Leaving the village was an easy decision after that. I needed help. I told my mother I needed legal counsel and she told me of a friend of my father’s. The flood had washed any apprehension out of me. Two nights later, I packed a bag and sneaked out into the night. I got on the first bus headed for the big city. I had never been to the capital and was awed by every sight, every smell around me. The city throbbed with life, thronged with people. It was not easy to find our friend.
The first time I looked at Barrister Kadam, I thought I saw my father. The very same boulder of a man, the same hawk eyes. He did not believe my story but he agreed to help. For his old friend’s sake. Lose hope, he told me on that first day, let effort guide you, not hope. I was convinced if Kanta wanted to be safe, wanted to get help, he would return to our city. But I wasn’t ready to go back just then. I told Barrister Kadam I would work for him. I would earn my way to my city.
I cleaned the house and cooked for him. Then I began to help out in his work – I would file away his paperwork, and soon, every morning, I shuffled along to the court, standing outside uselessly till he came strutting back out in the afternoons. Then I began to talk to people, lawyers and nameless convicts, whoever I could find who would talk.
I read a lot in those days. At first it was hard, words became meaningless squiggles in mere minutes. But I struggled on. When I came to our city a year later, it looked so much smaller than I remembered. For days I stayed fixed to the outer rings of the city, far too afraid to happen upon a bridge, unwilling to take even a glimpse of the river. It took me two weeks to make my way into the city and find my way to a bridge. I walked onto it, expecting to see the wall of white that had struck us. What I saw instead was a dried up waterway, still water with a mass of debris afloat it. A dam broke inside me.
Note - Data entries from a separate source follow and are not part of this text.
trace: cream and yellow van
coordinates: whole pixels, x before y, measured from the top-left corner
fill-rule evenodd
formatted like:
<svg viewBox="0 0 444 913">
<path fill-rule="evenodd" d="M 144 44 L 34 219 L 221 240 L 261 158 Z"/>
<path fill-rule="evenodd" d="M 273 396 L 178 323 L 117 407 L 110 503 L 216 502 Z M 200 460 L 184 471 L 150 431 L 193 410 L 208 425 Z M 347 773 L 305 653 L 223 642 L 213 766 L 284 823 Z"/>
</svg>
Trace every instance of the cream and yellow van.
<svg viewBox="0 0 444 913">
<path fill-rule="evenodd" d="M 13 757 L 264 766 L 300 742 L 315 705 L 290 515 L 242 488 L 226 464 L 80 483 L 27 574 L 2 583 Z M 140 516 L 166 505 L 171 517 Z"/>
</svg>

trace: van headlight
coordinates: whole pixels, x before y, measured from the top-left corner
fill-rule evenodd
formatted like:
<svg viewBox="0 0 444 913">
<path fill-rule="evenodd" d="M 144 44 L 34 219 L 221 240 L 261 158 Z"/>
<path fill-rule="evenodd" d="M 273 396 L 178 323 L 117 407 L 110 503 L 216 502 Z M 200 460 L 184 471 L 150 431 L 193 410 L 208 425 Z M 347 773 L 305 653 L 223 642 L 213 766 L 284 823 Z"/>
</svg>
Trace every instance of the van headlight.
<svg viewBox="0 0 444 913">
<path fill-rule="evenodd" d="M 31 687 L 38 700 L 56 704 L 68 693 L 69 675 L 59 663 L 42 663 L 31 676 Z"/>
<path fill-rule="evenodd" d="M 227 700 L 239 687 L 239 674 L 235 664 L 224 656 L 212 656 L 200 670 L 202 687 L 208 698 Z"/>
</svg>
I have been in the city for eight months now. I sell fruits and candies and whatever else comes my way. I cycle to police stations and argue with policemen. I talk to vendors on the streets, beggars near traffic signals, maids and milkmen, I swallow my pride and talk to the street women. But most often of all, I talk to newspaper men, I always talk to newspaper men. I cycle across bridges every day, my saree hitched up to my knees, my hair in a messy bun. Not once in eight months have I seen the water rise. The river lies pent up.
I confess, I am tired. Of this lifeless existence, of hiding, of laughing at my predicament. Tired of the unfazed authorities, all sorry but none ready to help. Tired of convincing busy newsmen that I am worth their time. Above all, I am tired of missing my husband. We have been dead for a long time, now can we rest in peace? As my grip on hope loosens, I make this final effort to be heard.
If you, reader, live in this city, this big mess which lies on two cursed rivers, look for a ghost of a man. He has a thinning crop of wiry hair and a mole on his sallow cheek. If you live in this big city and you spot a small man dressed in shabby kurta-pajamas, a short man shying away from the traffic, be gentle and ask him his name. And if he says Shrikant Atre, please, tell him his wife is waiting. Tell him to find me.